## This notebook trains on the full training data set and generates predictions for the unlabeled test set. Writes predictions to a csv file that is able to be evaluated by Kaggle.

In [2]:
import sklearn as sk
import pandas as pd
import numpy as np

from sklearn.neural_network import MLPClassifier

# Set the randomizer seed so results are the same each time
np.random.seed(0)

In [3]:
# import training data from relative filepath
# data = pd.read_csv("../../data/train.csv")

# import bootstrapped data from relative filepath
data = pd.read_csv("../../data/Bootstrapped Data/bootstrapped_data.csv")

# extract training data except labels and ID column
train_df = data.loc[:, (data.columns != "Cover_Type") & (data.columns != "Id") & 
                    (data.columns != "Unnamed: 0")]

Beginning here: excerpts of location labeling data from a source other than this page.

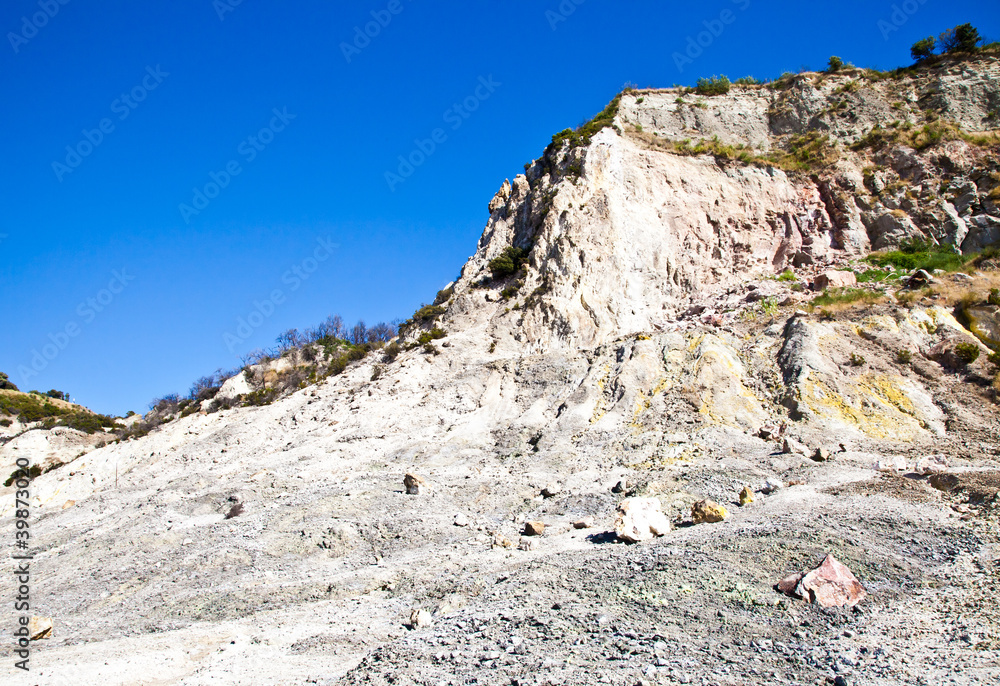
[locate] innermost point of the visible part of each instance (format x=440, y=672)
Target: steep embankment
x=632, y=341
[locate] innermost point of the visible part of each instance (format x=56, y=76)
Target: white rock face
x=234, y=386
x=640, y=519
x=601, y=373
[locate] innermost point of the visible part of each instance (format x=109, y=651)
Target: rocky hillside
x=650, y=313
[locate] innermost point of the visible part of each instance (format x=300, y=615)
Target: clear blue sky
x=181, y=93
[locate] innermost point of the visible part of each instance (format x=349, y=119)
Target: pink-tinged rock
x=789, y=584
x=834, y=279
x=831, y=585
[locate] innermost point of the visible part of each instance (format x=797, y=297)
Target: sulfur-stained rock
x=707, y=511
x=39, y=628
x=771, y=485
x=415, y=485
x=931, y=464
x=640, y=519
x=984, y=322
x=501, y=541
x=892, y=463
x=820, y=455
x=420, y=618
x=944, y=482
x=534, y=528
x=793, y=447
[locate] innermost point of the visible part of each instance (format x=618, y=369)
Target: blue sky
x=120, y=122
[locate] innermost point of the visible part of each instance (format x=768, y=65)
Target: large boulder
x=829, y=585
x=891, y=229
x=640, y=519
x=233, y=387
x=984, y=231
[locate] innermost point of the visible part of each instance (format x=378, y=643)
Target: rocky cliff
x=620, y=331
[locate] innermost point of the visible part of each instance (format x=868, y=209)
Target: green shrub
x=509, y=262
x=510, y=291
x=391, y=351
x=962, y=38
x=432, y=335
x=264, y=396
x=967, y=353
x=717, y=85
x=32, y=472
x=428, y=313
x=444, y=295
x=923, y=48
x=920, y=254
x=582, y=134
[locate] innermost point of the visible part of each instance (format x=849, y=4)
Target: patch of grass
x=807, y=153
x=967, y=353
x=921, y=254
x=847, y=296
x=921, y=138
x=877, y=276
x=716, y=85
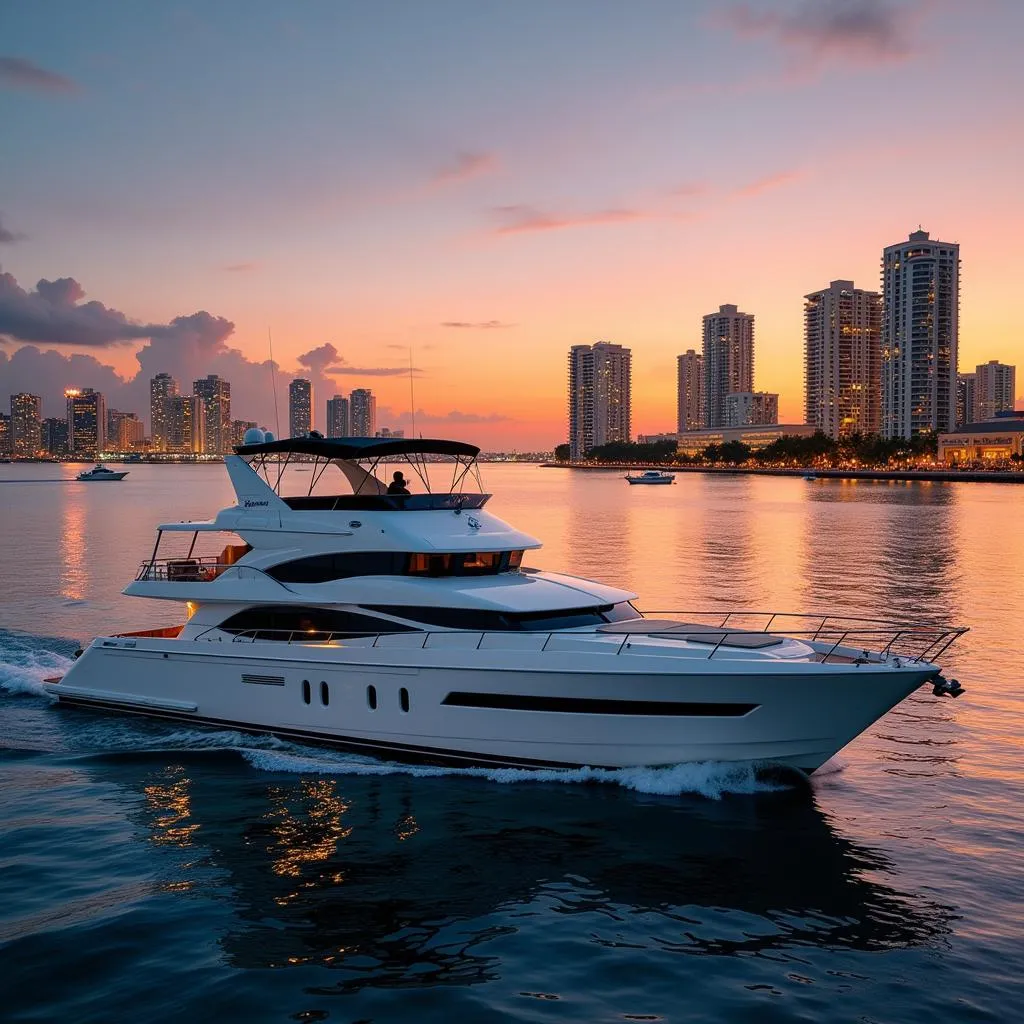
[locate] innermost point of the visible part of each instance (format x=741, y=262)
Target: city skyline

# extract labels from training data
train_labels_df = data.loc[:, "Cover_Type"]

train_df.head()

Unnamed: 0,Elevation,Aspect,Slope,Horizontal_Distance_To_Hydrology,Vertical_Distance_To_Hydrology,Horizontal_Distance_To_Roadways,Hillshade_9am,Hillshade_Noon,Hillshade_3pm,Horizontal_Distance_To_Fire_Points,...,Soil_Type31,Soil_Type32,Soil_Type33,Soil_Type34,Soil_Type35,Soil_Type36,Soil_Type37,Soil_Type38,Soil_Type39,Soil_Type40
0,2510,309,20,301,96,127,163,223,199,716,...,0,0,0,0,0,0,0,0,0,0
1,3151,60,8,0,0,1812,226,224,132,361,...,0,0,0,0,0,0,0,0,0,0
2,3108,246,11,309,-30,2588,197,249,190,618,...,0,1,0,0,0,0,0,0,0,0
3,2932,177,26,150,24,277,222,244,138,845,...,0,0,0,0,0,0,0,0,0,0
4,3372,180,5,30,0,2768,222,243,156,591,...,0,0,0,0,0,0,0,1,0,0


In [4]:
# import test data from relative filepath
test_data = pd.read_csv("../../data/test.csv")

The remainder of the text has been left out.